Banker involved in setting up renminbi trading system in Canada said awareness needs to be raised about hub's benefits
OTTAWA—With Canada’s own Chinese currency trading hub scheduled for launch next month, Canadian companies should get ready to take advantage while they can, according to a banker involved in setting up the system.
William Zhu, who works for the Industrial and Commercial Bank of China Ltd. (ICBC), warned the Asian country is speeding up the process of liberalizing its financial system—which means Canadians may only have three or four years to fully benefit from the competitive edge the hub will provide.
“(There’s) quite a limited time window for us to implement it because China is liberalizing capital accounts,” Zhu, president of the bank’s Canadian subsidiary, told House of Commons finance committee.

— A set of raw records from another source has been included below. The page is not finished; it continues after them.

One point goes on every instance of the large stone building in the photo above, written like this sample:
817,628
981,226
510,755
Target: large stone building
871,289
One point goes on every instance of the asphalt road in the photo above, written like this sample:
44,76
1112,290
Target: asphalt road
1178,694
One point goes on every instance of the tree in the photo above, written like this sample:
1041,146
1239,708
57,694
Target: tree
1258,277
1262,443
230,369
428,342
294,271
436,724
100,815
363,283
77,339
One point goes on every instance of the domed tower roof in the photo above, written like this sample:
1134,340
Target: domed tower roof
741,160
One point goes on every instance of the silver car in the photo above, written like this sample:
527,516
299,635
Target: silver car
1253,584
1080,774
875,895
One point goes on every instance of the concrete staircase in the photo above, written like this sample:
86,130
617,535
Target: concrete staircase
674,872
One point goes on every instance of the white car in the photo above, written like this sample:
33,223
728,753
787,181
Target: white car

“After the (full) liberalization of capital accounting, you have no competitive advantage as a renminbi offshore centre in North America.”
The offshore, virtual hub will become the first renminbi trading centre in the Americas.
It will allow faster, more-secure conversion into China’s currency and will help Canadian companies save on exchange costs.
Currently, Canadian exporters are forced to use the American dollar to do business in China.
The deal to establish a trading centre in Canada was announced last fall during Prime Minister Stephen Harper’s visit to China.
Zhu, whose bank was appointed Canada’s renminbi carrying institution in November, told the hearing a launch ceremony for the trading centre’s clearing function is scheduled for March 23.
Canadian retailers who sell goods produced in China are currently forced to add between five and eight per cent to their prices to cover currency-transaction costs, BMO Capital Markets’ head of foreign exchange products told the committee.
“Taken together over the course of a year, this adds billions of dollars to the prices of imported goods,” C.J. Gavsie said.
The hub’s success, however, still faces challenges.
Zhu said the Canadian market will not be able to generate big enough trading volumes on its own for the centre, which means the hub will have to attract business from other countries in the hemisphere, particularly from the United States.
He also stressed the need to raise awareness about the hub’s benefits.
He said a recent survey showed only five per cent of Canadian companies were aware they can do business with Chinese clients using the renminbi.
An HSBC survey in 2014 found only five per cent of Canadian firms are currently using the renminbi in trade settlement, while the global average is 22 per cent.
HSBC Canada’s chief economist, David Watt, said in December 2014 that the trading hub designation is “crucially important to the future” of the Canadian economy.